Description: From south-west looking north east.
Natural stone outcrop where John Wesley preached.
John Wesley (1703-91) was an English theologian, evangelist, and founder of The Methodist religious movement. The established Anglican church was hostile to Methodism and most of the parish churches were closed to him. Wesley's friend, the evangelist George Whitefield, was also excluded from churches and preached in the open air, in February, 1739, to a company of miners. Wesley hesitated to accept Whitefield's earnest request to copy this bold step. Overcoming his scruples, he preached his first sermon in the open air, near Bristol, in April of that year. He was still unhappy about the idea of field preaching, and would have thought, 'till very lately,' such a method of saving souls as 'almost a sin.' These open-air services were very successful; and he never again hesitated to preach in any place where an assembly could be got together, more than once using his father's tombstone at Epworth as a pulpit. He continued for fifty years, entering churches when he was invited, taking his stand in the fields, in halls, cottages, and chapels, when the churches would not receive him.
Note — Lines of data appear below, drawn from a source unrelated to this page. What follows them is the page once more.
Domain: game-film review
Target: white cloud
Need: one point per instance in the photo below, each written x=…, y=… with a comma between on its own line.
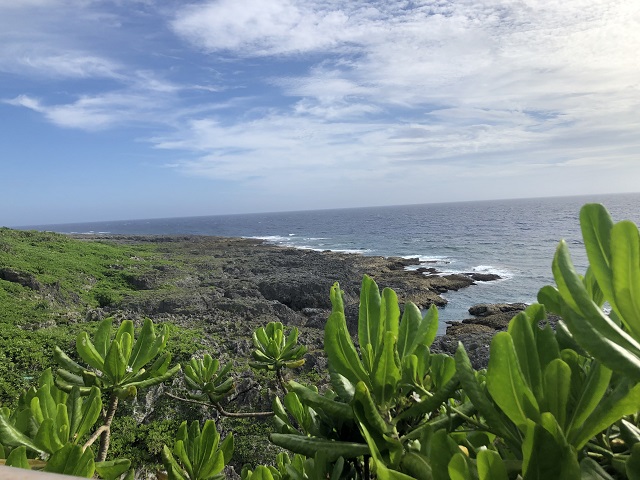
x=501, y=88
x=98, y=112
x=257, y=27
The Wesley Place Chapel in Stapleford was built afterwards near this spot where John Wesley preached in 1774. He used the natural sandstone outcrop which stood next to a quarry. This rock is one of many outcrops in the area. The Hemlock Stone, Stapleford Hill and Bramcote Hills are all made up of red sandstone, which was deposited in the early Triassic period over 200 million years ago. The upper part of the nearby Hemlock Stone is heavily impregnated with barium sulphate or barites, a mineral that is resistant to weathering processes and thus forms a protective cap above the pillar of softer rock below. Over many millennia, erosion of the softer sandstone surrounding the pillar by water, ice and wind has shaped the strange form of the Hemlock Stone that we see today. Barytes also occurs in other parts of Stapleford and Bramcote Hills, and can be seen here. Mining and quarrying extraction industries have been a key feature of the local landscape, including deep coal mining to the west and north, opencast coal mining to the west and south and sand quarrying on the north slopes of Stapleford Hill itself. Sand quarrying continued on the Bramcote side of Coventry Lane until the 1990s. Nearby Sandiacre and Sandicliffe are named after the rocks around this part of the Erewash Valley. The underlying sandstone of the valley has created a natural aquafer, in which water seeps through the filtering rock and is held in it above harder layers of rock. This has been tapped since the late victorian period (there are inconspicuous pumps near the Station Road-Derby Road Bridge between Stapleford and Sandiacre), supplying much of the areas drinking water.